Why austerity is wrong, morally, socially and economically, and what we can do about it.
A small crowd gathered at Queen’s University Belfast on the evening of 18th May to hear the moral, social and economic arguments against austerity. The event was organised by Christians on the Left Northern Ireland, an emerging inter–party and inter–denominational network of left–wing Christians passionate about faith, hope and democracy, both locally and globally. With a General Election looming in the UK, there couldn’t have been a better time to consider why the defining policy of recent times – austerity – should not be the one to define the future.
Dr Tom Healy, of the Nevin Economic Research Institute, and a practising Anglican, opened the discussion with a clear–headed look at the economic failings of austerity. Often excused with the proviso that ‘there is no alternative’, Tom argued that there was, in fact, an alternative, a positive one that was both economically productive and economically just. His analysis and suggestions, shared by many other economists, included taking advantage of historically–low borrowing costs to stimulate economic activity by public investment; imposing higher taxes on higher incomes and on wealth, as was common between the 1950s and 1970s; and a greater diversity of economic models, such as cooperative enterprises. He also alluded to the austerity narrative being used less a tool to balance the books, and more as a weapon to dismantle the welfare state. In doing so, the neoliberal, or market–fundamentalist, agenda, in both Britain and Ireland, has been to redistribute the shared wealth of the welfare state from the young, sick, unemployed, foreign and poor, to the rich and powerful, as well as to the better–off voting blocs in society that the elite curry favour with.
Fiona McCausland, of the Northern Ireland Anti–Poverty Network, then looked at the extremely negative social impacts of austerity. Putting the human face on the facts and figures, Fiona pointed out that austerity policies, such as illogical benefits sanctions and unjust work capability assessments, were having significant effects on the mental and physical health of the already vulnerable. She was particularly critical of the UK Government’s policy to limit Child Tax Credits to two children, noting that not only was it a form of social engineering but that it was also likely to increase levels of child poverty and to make it more difficult for victims of domestic violence to leave abusive partners.
Brian Moss of Christians on the Left Northern Ireland concluded the speakers line–up by considering the moral arguments against austerity. He focused especially on the crystal–clear call throughout the Scriptures to seek an economic system that was fair and not exploitative; that was the servant and not the master; and that put the interests of the poor and weak before the interests of the rich and powerful. Citing among other passages Acts 2, Matthew 25, Deuteronomy 15 and Leviticus 25, Brian argued that the five pillars of the welfare state – health care, education, housing, welfare and legal aid – helped to promote this vision of a just and equal society more effectively than one based on so–called ‘trickle–down economics’ and occasional acts of charity, however well intentioned.

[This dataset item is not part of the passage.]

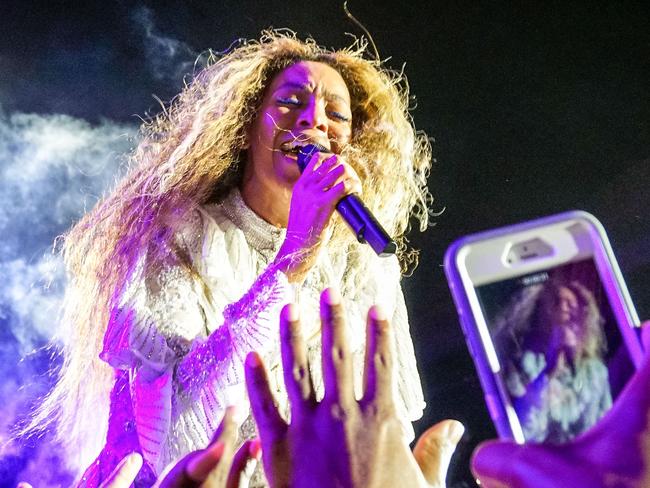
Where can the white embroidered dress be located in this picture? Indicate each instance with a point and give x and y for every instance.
(183, 340)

All told, the contributions by Tom, Fiona and Brian represented a devastating critique of austerity from moral, social and economic standpoints. What they also articulated was an alternative to this poisonous policy, one that makes markets subject to morals, economics to ethics and profits to principles. But there was also an implicit warning to the Christians and Churches of Ireland underpinning the evening: when the people of God choose comfort and complacency, and bells and buildings, over the interests of the vulnerable there is a problem. A problem that the prophets of old were not slow to remind us of. These same prophets also remind us that if the Church is to be the radical institution that its radical founder, the Son of God, calls it to be, then we need to get our priorities right. Pennies for the poor isn’t good enough. Like Jesus Christ, we owe them our all.
Jonny Hanson is a committee member of Christians on the Left Northern Ireland.